Mais alors que Paris appelle depuis jeudi à « œuvrer à un cessez-le-feu », le Premier ministre israélien Benyamin Netanyahou a sèchement répondu à Emmanuel Macron.

« Il a fait une erreur grave sur le plan factuel et sur le plan moral. Celui qui empêche l’évacuation des civils, ce n’est pas Israël, c’est le Hamas », a-t-il affirmé en conférence de presse. « La responsabilité des dommages causés aux civils ne doit pas être imputée à Israël, mais au Hamas. »

« Si nous offrons une immunité à ces organisations terroristes qui commettent un double crime, qui, d’abord, ciblent nos civils mais en plus se cachent derrière leur propre population civile, si nous leur offrons une immunité, nous garantissons que c’est quelque chose qui va se propager, je le dis au président français et à nos autres amis à travers le monde, cela arrivera jusqu’à vous », a-t-il menacé en concluant : « Nous n’avons pas besoin de ces leçons de morale. »

« Beaucoup de douleur »

Dimanche, la présidence israélienne a diffusé un communiqué pour annoncer que Macron avait contacté son homologue israélien Isaac Herzog afin de dire qu’il n’« accusait pas Israël de porter atteinte intentionnellement aux civils ».

La présidence israélienne a salué cet échange téléphonique qui a permis à Emmanuel Macron de « clarifier » ses propos, lesquels « ont causé beaucoup de douleur et de contrariété en Israël ». 

Le président français a précisé que ses commentaires à la BBC « concernaient la situation humanitaire, qui reste une question importante pour lui et pour de nombreux pays », a-t-elle ajouté. 

Selon la présidence israélienne, Emmanuel Macron a également « souligné qu’il soutenait sans équivoque le droit et le devoir d’Israël à se défendre et a exprimé son soutien à la guerre menée par Israël contre le Hamas ». 

« Le président a prononcé des paroles qui n’étaient pas pensables 48 heures plus tôt, et qui viennent rompre l’unanimisme pesant d’un Occident faisant bloc autour d’Israël depuis le choc du 7 octobre, mais coupé des émotions du reste du monde », a analysé l’éditorialiste Pierre Haski ce lundi sur France Inter, dans sa rubrique « Géopolitique ».

« La crainte d’Israël, et c’est ce qui explique cette sur-réaction, c’est que la France, en rompant les rangs occidentaux, n’entraîne d’autres pays dans sa critique des bombardements massifs.

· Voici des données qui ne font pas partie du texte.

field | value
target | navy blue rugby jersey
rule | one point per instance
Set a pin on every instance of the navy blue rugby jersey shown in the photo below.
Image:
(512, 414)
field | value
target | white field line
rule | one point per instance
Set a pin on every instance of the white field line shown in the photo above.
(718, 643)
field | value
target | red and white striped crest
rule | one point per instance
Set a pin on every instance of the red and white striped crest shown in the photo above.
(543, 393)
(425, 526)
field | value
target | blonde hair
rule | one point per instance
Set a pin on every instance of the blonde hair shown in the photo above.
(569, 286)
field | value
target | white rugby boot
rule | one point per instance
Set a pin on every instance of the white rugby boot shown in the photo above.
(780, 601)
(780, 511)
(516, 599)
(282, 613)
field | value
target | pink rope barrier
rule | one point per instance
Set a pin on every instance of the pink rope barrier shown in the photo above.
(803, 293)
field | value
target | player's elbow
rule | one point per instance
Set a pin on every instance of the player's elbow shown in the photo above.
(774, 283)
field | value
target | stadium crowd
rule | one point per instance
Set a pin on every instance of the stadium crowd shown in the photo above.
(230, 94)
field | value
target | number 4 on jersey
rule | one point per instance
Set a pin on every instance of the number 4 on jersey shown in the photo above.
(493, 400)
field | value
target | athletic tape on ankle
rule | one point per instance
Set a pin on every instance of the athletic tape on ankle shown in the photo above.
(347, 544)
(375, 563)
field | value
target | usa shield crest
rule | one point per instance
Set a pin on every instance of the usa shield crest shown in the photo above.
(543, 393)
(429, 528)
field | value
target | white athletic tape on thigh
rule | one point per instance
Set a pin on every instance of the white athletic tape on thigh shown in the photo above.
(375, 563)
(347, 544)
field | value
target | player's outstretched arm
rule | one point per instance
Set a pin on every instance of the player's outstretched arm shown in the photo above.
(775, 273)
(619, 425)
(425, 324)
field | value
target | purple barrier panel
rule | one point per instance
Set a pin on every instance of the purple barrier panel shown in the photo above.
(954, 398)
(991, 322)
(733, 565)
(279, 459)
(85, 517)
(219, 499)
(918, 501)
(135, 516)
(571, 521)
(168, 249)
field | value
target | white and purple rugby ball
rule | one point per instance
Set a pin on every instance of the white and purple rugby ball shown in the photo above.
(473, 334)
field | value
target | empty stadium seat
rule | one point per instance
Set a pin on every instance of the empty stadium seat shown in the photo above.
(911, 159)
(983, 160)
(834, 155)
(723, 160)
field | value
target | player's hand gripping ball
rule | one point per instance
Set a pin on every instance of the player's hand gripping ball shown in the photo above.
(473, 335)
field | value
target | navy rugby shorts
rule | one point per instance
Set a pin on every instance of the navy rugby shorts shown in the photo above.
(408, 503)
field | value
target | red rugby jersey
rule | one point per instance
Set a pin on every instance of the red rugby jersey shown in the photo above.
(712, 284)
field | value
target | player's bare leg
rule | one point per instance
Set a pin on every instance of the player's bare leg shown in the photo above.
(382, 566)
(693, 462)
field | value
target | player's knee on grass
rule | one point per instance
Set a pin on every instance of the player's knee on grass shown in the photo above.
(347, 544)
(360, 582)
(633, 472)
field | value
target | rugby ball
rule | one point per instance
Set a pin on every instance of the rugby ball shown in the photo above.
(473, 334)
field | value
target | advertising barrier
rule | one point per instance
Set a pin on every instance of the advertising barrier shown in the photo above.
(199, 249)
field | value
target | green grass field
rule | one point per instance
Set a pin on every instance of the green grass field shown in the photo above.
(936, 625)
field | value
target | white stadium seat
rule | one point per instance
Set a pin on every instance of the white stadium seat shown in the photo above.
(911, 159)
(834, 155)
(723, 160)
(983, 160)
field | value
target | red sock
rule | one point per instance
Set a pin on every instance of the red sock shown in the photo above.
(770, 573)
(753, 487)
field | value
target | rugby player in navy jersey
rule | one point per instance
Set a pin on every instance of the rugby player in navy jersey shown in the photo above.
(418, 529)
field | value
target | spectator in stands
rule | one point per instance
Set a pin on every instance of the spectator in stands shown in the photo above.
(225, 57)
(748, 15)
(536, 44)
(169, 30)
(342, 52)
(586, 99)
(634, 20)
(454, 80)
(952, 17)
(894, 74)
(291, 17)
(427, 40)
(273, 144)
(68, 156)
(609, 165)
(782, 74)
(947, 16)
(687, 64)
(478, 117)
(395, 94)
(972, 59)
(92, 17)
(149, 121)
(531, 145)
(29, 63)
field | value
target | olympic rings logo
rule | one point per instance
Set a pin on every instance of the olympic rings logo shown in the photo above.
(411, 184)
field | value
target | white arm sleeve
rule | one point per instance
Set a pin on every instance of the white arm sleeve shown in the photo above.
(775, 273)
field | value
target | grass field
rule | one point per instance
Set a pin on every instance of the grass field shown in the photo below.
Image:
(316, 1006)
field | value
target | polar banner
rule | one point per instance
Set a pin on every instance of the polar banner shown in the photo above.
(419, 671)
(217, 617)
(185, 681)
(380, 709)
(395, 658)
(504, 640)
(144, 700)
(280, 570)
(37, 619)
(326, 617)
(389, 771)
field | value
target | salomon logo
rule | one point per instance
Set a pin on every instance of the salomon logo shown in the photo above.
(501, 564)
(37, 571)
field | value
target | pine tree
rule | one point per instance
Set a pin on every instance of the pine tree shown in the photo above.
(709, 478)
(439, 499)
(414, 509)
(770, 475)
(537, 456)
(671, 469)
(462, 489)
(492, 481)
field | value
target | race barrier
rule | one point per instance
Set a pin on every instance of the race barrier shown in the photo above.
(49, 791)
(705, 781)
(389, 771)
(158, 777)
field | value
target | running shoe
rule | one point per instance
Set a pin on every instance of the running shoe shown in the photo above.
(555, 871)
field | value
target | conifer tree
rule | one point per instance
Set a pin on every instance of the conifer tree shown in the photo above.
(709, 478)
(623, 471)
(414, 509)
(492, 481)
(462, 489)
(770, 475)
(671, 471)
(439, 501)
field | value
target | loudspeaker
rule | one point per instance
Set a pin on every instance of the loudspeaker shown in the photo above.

En tapant fort, Netanyahou pense, à juste titre, que les autres Occidentaux s’abstiendront. Au moins pour un temps. »

Selon Le Figaro, plusieurs ambassadeurs de France au Moyen-Orient et dans certains pays du Maghreb ont collectivement rédigé et signé une note dans laquelle ils regrettent le virage pro-israélien pris par Emmanuel Macron. Un diplomate, qui a souhaité garder l’anonymat et qui a lu la note, cité par le quotidien, explique que les ambassadeurs dissidents regrettent cette ligne « en rupture avec [la] position traditionnellement équilibrée entre Israéliens et Palestiniens ».